Posted in Miscellaneous on March 11th, 2009 by Bruce van der Kooij – 3 Comments

Adam and I have come to the conclusion that the new status monitor that is needed to keep emblems up-to-date can not be included in the upcoming release, it’s simply not yet ready for production usage (among other things see Issues 4, 8, 89 and 90).

As we don’t see how we can significantly improve things with a few tweaks here or there we’ve decided to instead work on removing the status monitor completely for the time being and only have a status checker (similar to the situation in v0.11, but more elegant). We’ll also get the rest of the code up to production quality.

Regretfully, without the new status monitor we are not able to detect changes to files that are not directly visible in the Nautilus window. So if you’re in the directory /foo but the file /foo/bar/baz (baz) is added the emblems for foo and bar will not change to modified (assuming the status before was normal). This also means you cannot use the command-line svn client and expect emblems to be kept up-to-date.

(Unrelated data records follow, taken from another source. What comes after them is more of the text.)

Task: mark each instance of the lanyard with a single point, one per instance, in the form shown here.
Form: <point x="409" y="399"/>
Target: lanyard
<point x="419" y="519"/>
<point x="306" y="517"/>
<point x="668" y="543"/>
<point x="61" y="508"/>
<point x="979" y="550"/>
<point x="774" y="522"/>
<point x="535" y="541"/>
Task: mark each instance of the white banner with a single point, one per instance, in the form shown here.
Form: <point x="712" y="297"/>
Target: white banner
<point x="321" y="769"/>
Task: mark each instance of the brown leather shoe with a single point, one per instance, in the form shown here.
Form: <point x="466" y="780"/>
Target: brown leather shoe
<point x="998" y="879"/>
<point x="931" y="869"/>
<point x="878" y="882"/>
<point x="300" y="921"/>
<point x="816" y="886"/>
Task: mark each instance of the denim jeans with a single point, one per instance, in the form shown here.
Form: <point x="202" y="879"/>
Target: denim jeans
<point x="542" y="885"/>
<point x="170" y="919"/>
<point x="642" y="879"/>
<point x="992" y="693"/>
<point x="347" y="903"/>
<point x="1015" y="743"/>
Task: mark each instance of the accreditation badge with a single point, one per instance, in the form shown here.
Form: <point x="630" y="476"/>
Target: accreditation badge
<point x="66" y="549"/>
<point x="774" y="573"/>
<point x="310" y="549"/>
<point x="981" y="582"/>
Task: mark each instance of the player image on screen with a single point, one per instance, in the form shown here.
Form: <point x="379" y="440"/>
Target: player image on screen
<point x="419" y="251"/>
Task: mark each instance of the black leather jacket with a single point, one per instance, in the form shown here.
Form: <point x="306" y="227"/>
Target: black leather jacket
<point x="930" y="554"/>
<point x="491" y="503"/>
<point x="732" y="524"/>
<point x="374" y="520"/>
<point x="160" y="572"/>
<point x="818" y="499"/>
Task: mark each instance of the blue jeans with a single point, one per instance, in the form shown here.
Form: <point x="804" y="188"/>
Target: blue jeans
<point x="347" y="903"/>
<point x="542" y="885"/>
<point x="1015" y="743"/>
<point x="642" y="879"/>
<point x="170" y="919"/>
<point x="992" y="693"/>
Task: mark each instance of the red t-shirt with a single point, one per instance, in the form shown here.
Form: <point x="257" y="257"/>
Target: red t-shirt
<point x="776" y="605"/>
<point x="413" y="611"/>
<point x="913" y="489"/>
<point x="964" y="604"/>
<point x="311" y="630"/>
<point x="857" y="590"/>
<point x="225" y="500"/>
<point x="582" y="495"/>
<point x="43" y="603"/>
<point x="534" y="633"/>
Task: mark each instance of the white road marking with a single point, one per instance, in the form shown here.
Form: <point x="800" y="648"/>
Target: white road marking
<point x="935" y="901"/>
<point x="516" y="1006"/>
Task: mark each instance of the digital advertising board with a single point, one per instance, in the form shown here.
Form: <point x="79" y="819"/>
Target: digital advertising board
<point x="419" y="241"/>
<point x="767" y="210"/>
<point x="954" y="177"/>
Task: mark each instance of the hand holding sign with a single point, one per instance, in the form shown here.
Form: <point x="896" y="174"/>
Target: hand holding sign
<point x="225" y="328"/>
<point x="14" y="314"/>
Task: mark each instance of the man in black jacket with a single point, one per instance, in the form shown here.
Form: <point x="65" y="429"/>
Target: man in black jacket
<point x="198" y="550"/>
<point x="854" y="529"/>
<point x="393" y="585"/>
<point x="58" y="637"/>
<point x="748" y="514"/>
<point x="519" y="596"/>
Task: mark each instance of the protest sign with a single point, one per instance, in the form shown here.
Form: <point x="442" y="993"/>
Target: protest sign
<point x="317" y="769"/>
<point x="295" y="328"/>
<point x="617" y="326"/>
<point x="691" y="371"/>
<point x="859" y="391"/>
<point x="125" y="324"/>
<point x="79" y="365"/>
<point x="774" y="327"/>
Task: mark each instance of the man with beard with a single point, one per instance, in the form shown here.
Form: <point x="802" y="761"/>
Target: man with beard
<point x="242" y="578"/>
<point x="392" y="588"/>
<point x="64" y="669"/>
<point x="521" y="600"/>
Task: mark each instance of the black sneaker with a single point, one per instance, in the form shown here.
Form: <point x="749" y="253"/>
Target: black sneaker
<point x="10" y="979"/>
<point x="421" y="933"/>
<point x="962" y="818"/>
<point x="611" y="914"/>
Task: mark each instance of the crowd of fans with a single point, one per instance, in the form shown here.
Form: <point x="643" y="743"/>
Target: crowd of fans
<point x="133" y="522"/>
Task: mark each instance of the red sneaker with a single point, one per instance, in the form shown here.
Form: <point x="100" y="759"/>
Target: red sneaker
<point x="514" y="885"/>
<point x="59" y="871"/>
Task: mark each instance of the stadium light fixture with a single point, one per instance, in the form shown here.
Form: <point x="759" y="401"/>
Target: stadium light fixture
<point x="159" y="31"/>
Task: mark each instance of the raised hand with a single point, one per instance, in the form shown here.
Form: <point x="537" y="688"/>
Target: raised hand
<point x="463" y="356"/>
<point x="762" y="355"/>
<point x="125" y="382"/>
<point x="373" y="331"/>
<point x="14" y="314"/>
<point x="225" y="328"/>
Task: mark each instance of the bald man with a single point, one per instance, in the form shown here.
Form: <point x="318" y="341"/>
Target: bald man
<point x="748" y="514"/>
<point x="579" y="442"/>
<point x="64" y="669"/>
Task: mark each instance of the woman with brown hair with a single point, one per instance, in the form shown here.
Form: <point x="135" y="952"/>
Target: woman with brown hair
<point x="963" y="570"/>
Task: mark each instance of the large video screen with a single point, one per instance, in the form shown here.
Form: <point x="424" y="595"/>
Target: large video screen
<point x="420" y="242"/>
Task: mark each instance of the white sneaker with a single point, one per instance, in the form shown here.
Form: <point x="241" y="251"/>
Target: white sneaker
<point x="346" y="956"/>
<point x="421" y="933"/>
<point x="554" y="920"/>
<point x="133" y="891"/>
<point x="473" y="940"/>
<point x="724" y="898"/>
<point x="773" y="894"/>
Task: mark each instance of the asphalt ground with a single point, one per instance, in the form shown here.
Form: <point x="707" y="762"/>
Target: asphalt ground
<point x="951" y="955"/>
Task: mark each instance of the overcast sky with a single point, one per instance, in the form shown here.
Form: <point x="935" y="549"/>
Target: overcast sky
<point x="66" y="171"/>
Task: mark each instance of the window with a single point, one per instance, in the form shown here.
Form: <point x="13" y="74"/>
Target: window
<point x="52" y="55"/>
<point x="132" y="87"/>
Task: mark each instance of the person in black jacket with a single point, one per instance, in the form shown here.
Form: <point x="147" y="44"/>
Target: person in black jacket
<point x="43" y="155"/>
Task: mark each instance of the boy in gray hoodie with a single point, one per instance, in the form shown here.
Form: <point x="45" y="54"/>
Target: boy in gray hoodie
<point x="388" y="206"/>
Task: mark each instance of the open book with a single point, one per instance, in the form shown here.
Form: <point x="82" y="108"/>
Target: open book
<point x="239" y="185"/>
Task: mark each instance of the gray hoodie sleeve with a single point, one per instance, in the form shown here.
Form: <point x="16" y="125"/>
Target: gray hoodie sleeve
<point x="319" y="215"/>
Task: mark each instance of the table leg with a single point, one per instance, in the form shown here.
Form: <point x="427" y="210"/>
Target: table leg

UPDATE: actually after implementing the new status checker it turns out the above isn’t entirely correct. If you do alll VCS actions through NautilusSvn and don’t use the command-line all emblems will remain up-to-date. There seem to be two situations where we can’t keep emblems up-to-date:

  • If you’re in /foo and /foo/bar/baz is modified the status for /foo and /foo/bar will be incorrect. Nautilus doesn’t inform us about these modifications (which makes sense for normal extensions). The new status monitor is required to be able to do this.
  • If you’re in /foo and /foo/bar is “normal” and you add /foo/bar/baz by selecting NautilusSvn -> Add from the context menu of /foo. We’re only rechecking the paths you originally selected and any item you saw that was either “added”,  “deleted”, “replaced”, “modified”, “missing”, “unversioned”, or “incomplete”. There might be something I can think up here that might not impact performance all too badly.

Hopefully we will be able to get the status monitor ready for v0.13.